An example output of the dmesg command is added as an attachment.

Another issue is the wrong documentation of the zipl.conf syntax in the man pages.
It is stated here, that "secure" is a "configuration only" section keyword only:

.
.
secure = auto/1/0 (configuration only)

Configuration section:
Control the zIPL secure boot support. Set this option to one of the following values:
.
.

As it works now it seems to be a "menu only" configuration keyword.

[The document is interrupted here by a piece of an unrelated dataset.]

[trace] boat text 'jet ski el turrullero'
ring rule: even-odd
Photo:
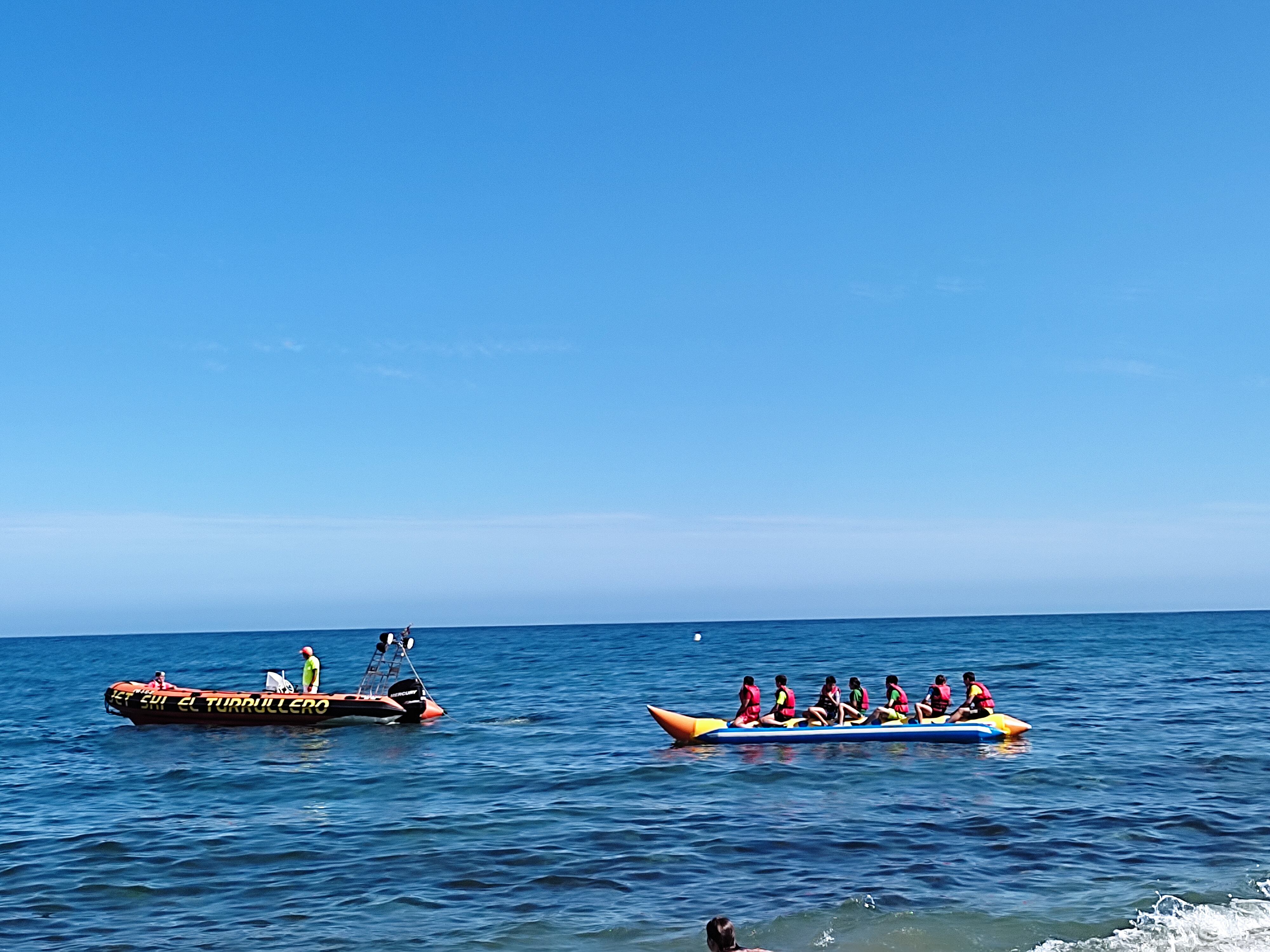
[[[264,691],[150,688],[121,680],[105,689],[105,710],[133,724],[418,724],[441,717],[410,661],[410,628],[380,635],[366,674],[353,693],[297,694],[282,671],[265,673]],[[403,661],[410,675],[398,680]]]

Also a question arises about the zipl -S parameter as it is described now:

root@t35lp36:~# zipl --help
Usage: zipl [OPTIONS] [SECTION]

Prepare a device for initial program load. Use OPTIONS described below or
provide the name of a SECTION defined in the zIPL configuration file.
.
.
-S, --secure SWITCH Control the zIPL secure boot support.
auto (default):
Write signatures if available and supported
1: Write signatures regardless of support
0: Do not write signatures

With multiple menus in zipl.conf: how does zipl -S work?